Débits frauduleux : le nombre de victimes a doublé en six ans

Adjust Comment Print

Leur nombre ne cesse d'augmenter. L'observatoire national de la délinquance a récemment publié des chiffres qui indiquent que les escroqueries bancaires ont doublé en l'espace de six ans. Pour parvenir à ces conclusions, l'ONDRP a analysé l'enquête Cadre de vie et sécurité au cours de laquelle près de 16.000 ménages représentatifs de la population française ont été interrogés par les enquêteurs de l'Insee.
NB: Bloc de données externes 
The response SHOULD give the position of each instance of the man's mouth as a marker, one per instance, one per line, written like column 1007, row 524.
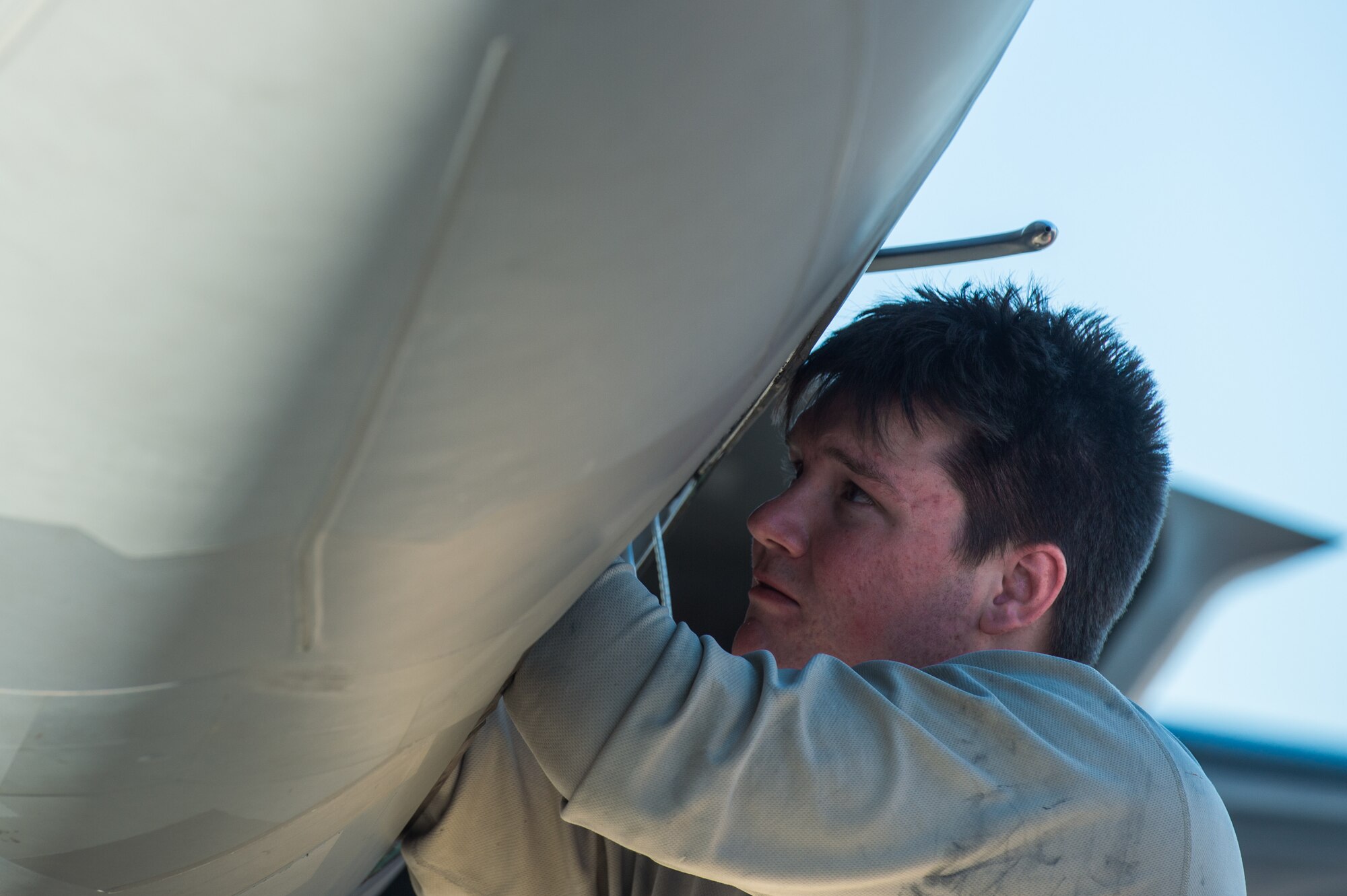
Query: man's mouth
column 767, row 594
Les débits frauduleux sur les comptes bancaires n'ont jamais été aussi nombreux selon une étude de l'Observatoire national de la délinquance et des réponses pénales (ONDRP), publiée ce mercredi.

"Selon l'ONDRP, 64% des victimes ont déclaré un préjudice d'un montant inférieur ou égal à 300 euros". 1,2 million de ménages ont été victimes au moins une fois de ce procédé en 2016 contre 500.000 en 2010.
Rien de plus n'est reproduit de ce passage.